The Beekeeper's Lament: How One Man and Half a Billion Honey Bees Help Feed America by Hannah NordhausMy rating: 4 of 5 stars
Recent headlines about the worldwide collapse of bee populations, and the impact that has on apiarists and agricultural interests here in the United States, get a full examination in this fun and extensive book.
By "full examination," I mean "full." This book goes on and on and on.
Not without merit, mind you; John Miller, the protagonist and primary source for this book, is an interesting character, and one can't help but be enthralled with the story of how a handful of large operators are fundamentally responsible for keeping flowering crops producing.
Hanna Nordhaus' key points:
-- It is the very nature of large operations, and the profit motives that keep them operating, that are stressing bees, have essentially led to the elimination of feral bees in the United States, and drive significant annual losses that threaten bee populations.
-- There's no clear answer as to what has caused the collapse of bee colonies worldwide.
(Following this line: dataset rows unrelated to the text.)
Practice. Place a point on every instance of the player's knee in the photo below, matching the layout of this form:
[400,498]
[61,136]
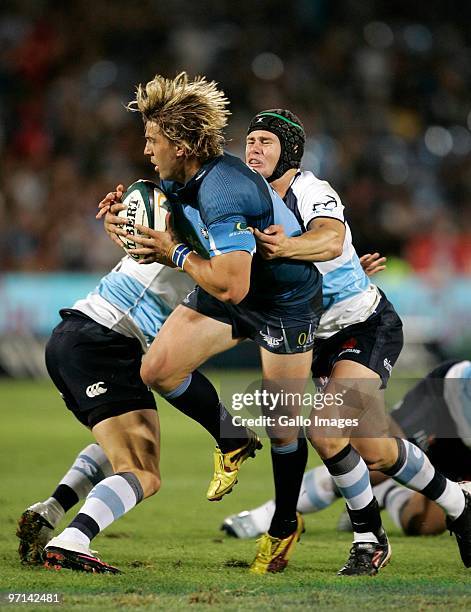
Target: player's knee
[381,454]
[150,482]
[326,447]
[155,372]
It seems a combination of parasites, pesticides and year-round schedules that don't afford bees the downtime they need.
-- It's hard to make a living as a commercial apiarist. Commercial and practical pressures are plentiful; operating margins are tight.
-- There are some fascinating characters involved in the bee industry, and even more fascinating efforts afoot to preserve bees from what seems to be their perennial wont to die off en masse.
I felt this work was too long by half. It is an extraordinary piece of journalism, and had it been presented as a magazine article, I would have felt cheated. But at 291 pages, it occasionally wanders; and points which could have been made succinctly were needlessly drawn out.
That said, I'm not at all sorry for having read this, and would recommend it to anyone interested in science, nature, biographies and just good reads in general.